We still have a long road ahead of us…

According to him, the health institution remains worried regarding the “increasing trends in Africa, Eastern Europe, Latin America and some Asian countries.”


He further explained that infections and deaths are still “underreported in many countries” because of limited testing capabilities.


Ghebreyesus also shared how the virus has caused a major disruption to many basic health services – such as vaccines for children in less-fortunate areas.

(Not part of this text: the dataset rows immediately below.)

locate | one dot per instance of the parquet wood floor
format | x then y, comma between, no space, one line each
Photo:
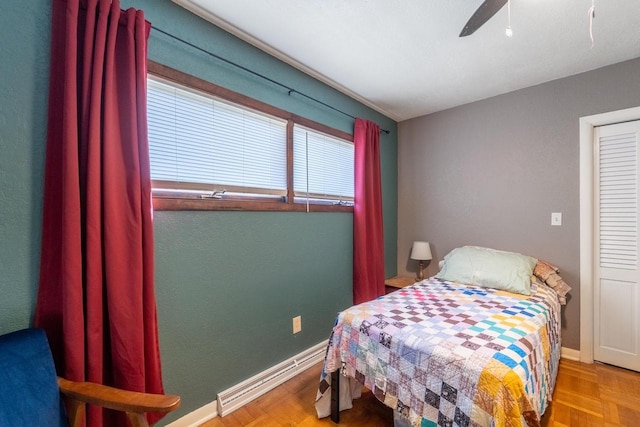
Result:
585,395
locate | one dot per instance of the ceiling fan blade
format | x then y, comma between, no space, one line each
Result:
486,10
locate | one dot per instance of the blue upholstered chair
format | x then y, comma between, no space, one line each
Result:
32,395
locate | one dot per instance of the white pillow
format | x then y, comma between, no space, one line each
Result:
490,268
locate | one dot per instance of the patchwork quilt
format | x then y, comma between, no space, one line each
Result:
451,354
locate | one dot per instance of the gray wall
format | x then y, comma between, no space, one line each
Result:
491,173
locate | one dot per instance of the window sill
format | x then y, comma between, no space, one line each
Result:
185,204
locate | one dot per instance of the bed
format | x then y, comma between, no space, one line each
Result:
475,351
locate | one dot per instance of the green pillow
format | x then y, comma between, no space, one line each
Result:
491,268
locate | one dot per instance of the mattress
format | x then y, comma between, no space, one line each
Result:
447,353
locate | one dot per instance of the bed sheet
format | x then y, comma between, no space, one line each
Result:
450,353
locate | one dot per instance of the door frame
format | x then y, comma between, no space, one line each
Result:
587,225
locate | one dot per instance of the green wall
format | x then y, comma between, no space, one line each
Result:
227,283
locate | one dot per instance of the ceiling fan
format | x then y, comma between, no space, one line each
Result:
487,9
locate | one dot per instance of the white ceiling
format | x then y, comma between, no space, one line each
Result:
404,58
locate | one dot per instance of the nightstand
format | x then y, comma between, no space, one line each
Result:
397,282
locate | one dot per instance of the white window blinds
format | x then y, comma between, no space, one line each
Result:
197,142
322,166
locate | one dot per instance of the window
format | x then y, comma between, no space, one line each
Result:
322,167
214,149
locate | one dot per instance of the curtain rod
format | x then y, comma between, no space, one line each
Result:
289,89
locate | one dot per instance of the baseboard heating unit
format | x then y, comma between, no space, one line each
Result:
239,395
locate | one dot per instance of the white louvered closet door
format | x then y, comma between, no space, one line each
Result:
617,272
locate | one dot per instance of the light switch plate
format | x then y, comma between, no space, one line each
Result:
297,324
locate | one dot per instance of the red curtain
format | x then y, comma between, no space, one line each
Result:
368,242
96,296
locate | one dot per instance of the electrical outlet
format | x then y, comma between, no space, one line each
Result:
297,324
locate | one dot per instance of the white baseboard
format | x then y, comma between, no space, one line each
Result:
298,364
570,354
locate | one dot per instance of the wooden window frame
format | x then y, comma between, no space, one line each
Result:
181,202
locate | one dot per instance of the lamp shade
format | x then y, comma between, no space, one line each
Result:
421,251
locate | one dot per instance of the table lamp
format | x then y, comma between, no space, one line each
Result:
421,251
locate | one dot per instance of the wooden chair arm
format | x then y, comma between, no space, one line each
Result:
135,404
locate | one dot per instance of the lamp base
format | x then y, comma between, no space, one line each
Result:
420,272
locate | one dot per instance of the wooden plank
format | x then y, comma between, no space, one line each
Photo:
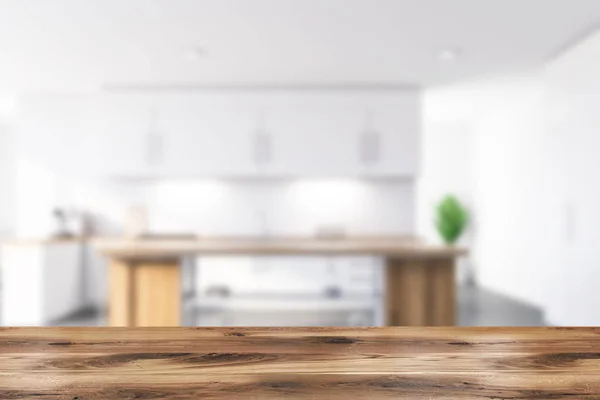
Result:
442,294
157,294
398,247
307,363
120,301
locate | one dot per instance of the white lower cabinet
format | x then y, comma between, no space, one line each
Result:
40,282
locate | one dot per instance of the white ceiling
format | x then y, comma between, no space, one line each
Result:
62,44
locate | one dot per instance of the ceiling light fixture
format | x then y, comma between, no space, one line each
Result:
195,53
448,55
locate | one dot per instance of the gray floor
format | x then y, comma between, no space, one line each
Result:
477,307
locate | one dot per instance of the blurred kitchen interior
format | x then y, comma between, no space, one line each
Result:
300,118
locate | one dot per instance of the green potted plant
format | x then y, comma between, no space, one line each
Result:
451,219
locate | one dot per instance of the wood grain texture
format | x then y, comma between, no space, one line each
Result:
157,294
420,292
309,363
156,249
121,289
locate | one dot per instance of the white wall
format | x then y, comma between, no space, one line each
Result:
573,125
7,166
503,117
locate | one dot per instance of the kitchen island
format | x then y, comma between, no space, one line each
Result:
299,363
145,274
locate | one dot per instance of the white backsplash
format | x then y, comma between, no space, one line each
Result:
220,207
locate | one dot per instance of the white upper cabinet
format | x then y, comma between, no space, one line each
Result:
83,135
271,133
203,135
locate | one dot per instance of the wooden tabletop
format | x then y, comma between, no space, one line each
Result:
310,363
378,246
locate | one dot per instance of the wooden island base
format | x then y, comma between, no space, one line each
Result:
148,293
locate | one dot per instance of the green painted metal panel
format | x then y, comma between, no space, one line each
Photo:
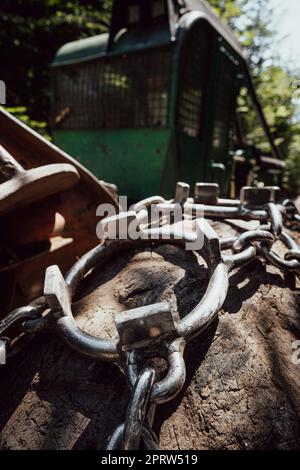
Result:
134,159
95,47
81,50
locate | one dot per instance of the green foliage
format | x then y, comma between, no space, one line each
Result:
251,22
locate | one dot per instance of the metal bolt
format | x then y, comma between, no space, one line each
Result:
259,196
207,193
182,192
140,326
56,291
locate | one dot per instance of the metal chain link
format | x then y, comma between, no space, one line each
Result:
154,331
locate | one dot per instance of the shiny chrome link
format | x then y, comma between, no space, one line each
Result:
292,255
254,235
275,260
148,439
18,316
167,388
137,409
240,259
276,220
59,292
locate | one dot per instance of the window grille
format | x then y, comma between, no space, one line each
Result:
127,91
224,106
193,79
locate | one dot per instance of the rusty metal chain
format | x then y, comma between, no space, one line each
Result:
155,331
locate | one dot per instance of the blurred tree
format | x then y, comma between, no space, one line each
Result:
251,20
31,31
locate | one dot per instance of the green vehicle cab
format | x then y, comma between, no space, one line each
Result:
154,101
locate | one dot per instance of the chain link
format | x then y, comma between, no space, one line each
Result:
154,331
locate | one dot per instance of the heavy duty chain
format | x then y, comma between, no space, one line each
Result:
155,331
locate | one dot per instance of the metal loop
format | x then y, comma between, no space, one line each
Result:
167,388
254,235
106,349
148,439
137,409
276,219
17,316
292,255
240,259
273,258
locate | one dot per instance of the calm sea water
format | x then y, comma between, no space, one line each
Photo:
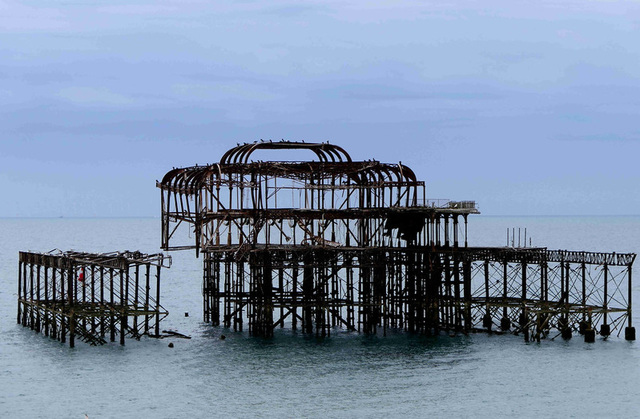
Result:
347,375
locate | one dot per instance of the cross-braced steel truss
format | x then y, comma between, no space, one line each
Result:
333,242
90,296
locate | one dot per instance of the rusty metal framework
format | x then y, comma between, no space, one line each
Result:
331,242
90,296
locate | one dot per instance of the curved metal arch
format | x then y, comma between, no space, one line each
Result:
326,152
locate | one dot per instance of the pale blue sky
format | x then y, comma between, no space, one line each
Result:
527,107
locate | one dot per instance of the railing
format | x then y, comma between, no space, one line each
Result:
448,204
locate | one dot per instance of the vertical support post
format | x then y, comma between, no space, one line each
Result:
157,306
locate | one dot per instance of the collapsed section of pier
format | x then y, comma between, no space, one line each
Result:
331,242
92,297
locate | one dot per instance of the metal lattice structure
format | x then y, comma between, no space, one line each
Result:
331,242
91,296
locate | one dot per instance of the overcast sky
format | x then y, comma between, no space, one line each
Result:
527,107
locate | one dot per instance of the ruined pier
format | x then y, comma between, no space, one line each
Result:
92,297
329,242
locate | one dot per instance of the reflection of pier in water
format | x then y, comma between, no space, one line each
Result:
91,296
338,243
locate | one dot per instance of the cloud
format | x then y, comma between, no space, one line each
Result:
91,96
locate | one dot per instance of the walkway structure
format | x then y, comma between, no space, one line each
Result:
330,242
93,297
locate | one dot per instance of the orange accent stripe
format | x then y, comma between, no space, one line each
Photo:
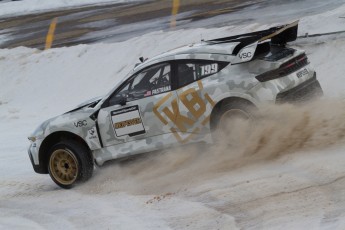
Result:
159,104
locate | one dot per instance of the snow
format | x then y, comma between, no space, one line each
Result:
15,8
295,181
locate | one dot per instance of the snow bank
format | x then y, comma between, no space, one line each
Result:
9,9
296,191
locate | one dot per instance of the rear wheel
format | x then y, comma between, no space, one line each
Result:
69,163
233,123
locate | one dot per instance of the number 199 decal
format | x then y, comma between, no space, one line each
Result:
209,69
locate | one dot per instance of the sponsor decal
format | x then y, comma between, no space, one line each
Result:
147,94
80,123
127,121
191,122
92,134
161,90
302,73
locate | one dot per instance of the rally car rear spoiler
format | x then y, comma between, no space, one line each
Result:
252,45
279,35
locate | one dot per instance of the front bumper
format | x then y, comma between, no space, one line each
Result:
306,91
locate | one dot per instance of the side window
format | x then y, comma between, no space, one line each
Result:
152,81
192,70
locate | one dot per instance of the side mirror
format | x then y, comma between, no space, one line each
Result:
122,100
118,100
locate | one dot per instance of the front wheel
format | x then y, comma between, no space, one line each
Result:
69,163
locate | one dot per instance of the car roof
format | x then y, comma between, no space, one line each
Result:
203,50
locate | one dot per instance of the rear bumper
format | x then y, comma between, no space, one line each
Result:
37,168
306,91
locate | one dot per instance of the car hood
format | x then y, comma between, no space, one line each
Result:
91,103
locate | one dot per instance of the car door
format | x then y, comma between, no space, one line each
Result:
133,112
194,100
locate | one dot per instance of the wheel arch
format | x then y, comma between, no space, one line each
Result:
53,139
227,100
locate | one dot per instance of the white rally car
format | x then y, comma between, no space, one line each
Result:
178,97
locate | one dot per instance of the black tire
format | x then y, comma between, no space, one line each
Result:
69,163
232,111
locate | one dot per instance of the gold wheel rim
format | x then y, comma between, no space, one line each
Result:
64,166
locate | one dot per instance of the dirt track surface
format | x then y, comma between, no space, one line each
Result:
30,30
119,22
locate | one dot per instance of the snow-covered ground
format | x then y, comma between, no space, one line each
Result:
15,8
296,180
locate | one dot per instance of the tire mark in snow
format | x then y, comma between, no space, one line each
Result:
16,189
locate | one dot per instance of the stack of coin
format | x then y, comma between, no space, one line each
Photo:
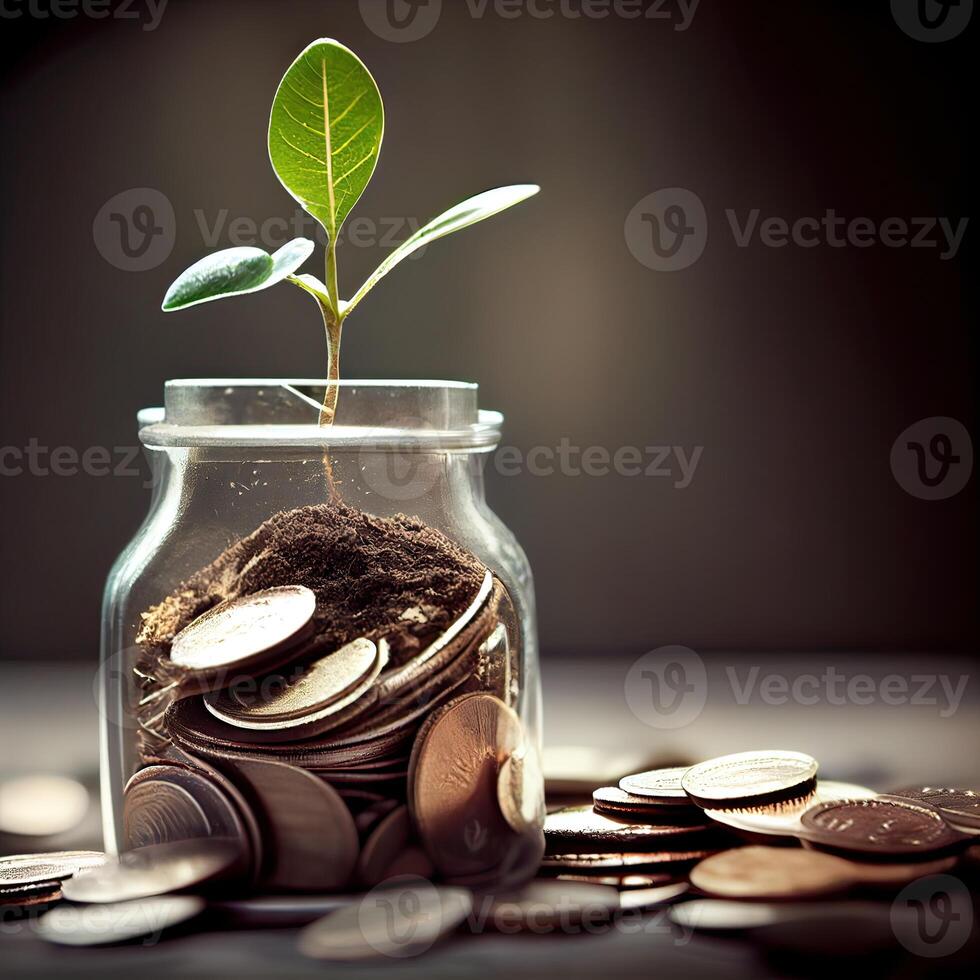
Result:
333,768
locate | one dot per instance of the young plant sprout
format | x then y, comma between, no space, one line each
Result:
325,134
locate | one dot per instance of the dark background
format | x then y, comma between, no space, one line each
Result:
794,368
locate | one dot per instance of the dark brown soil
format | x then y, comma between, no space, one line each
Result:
373,576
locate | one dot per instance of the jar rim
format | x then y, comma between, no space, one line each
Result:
403,415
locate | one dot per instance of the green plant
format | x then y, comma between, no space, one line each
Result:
325,134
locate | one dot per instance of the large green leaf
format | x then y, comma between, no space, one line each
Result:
463,215
234,271
325,131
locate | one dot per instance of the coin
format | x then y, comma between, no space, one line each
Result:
783,819
117,922
29,870
580,828
310,831
959,807
771,873
398,921
247,632
750,779
156,870
547,906
880,828
310,689
168,803
520,791
41,806
658,786
452,782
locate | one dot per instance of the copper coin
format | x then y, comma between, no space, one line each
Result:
30,870
245,632
880,828
310,831
119,922
771,873
783,819
580,828
395,921
660,786
959,807
303,693
452,782
156,870
750,779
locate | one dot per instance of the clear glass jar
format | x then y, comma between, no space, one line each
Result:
228,455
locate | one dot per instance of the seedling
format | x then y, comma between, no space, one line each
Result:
325,134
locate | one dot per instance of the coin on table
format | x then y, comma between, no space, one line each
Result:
72,925
546,906
398,920
251,631
311,833
878,828
303,692
771,873
41,806
31,870
580,828
783,819
747,779
960,808
520,790
452,782
156,870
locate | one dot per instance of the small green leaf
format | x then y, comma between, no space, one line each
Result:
234,271
469,212
325,131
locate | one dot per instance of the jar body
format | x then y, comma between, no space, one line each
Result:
216,483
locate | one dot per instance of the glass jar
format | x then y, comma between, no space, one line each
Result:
228,456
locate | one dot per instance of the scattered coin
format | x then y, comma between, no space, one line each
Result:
960,808
311,833
880,828
750,779
452,782
396,921
580,828
41,806
548,906
156,870
71,925
246,633
771,873
783,819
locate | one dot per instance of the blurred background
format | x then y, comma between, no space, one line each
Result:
784,373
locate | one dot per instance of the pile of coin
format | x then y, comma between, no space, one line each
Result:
328,769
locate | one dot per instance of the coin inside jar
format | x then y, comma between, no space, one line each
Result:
452,782
750,779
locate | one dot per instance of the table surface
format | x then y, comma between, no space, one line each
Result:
49,722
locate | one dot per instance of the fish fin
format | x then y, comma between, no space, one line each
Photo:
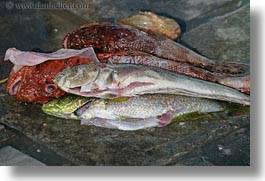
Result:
167,117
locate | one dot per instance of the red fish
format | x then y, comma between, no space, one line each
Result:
31,79
241,83
112,38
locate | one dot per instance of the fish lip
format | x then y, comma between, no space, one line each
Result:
81,110
15,86
60,78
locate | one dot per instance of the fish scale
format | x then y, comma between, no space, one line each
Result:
147,106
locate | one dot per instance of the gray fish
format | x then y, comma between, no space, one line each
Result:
126,80
129,113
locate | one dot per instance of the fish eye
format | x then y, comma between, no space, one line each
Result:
50,88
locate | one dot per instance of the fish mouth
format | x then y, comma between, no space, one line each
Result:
65,41
81,110
14,86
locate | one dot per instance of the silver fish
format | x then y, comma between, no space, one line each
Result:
151,110
126,80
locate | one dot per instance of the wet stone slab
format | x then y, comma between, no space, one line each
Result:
212,27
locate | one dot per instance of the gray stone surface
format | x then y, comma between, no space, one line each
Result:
10,156
224,38
218,29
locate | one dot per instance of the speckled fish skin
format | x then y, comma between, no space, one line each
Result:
126,80
65,107
148,105
151,22
144,111
129,113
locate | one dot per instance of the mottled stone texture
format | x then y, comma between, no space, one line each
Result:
218,29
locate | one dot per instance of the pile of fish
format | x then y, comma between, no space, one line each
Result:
126,75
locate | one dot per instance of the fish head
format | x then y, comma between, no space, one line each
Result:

As the WHO official pointed out:


“Children may be at relatively low risk from severe disease and death from COVID-19… but can be at high risk from other diseases that can be prevented with vaccines.”

In a post on the official WHO website, we read: that vaccines “protect against more than 25 debilitating or life-threatening diseases, including measles, polio, tetanus, diphtheria, meningitis, influenza, tetanus, typhoid and cervical cancer.”


Immunization efforts across the globe have been delayed because of overwhelmed healthcare systems and government-implemented community lockdowns.


The director general likewise asked for greater unity among countries in the face of the COVID-19 crisis.


“If we are not united, the virus will exploit the cracks between us and continue to create havoc,” said Ghebreyesus.

As of April 28, the world has reported 3,074,553 confirmed cases of coronavirus with 211,773 deaths and 924,979 recoveries.

So far, the United States remains to be the worst-hit country with 1,010,507 people infected and a death toll of 56,803.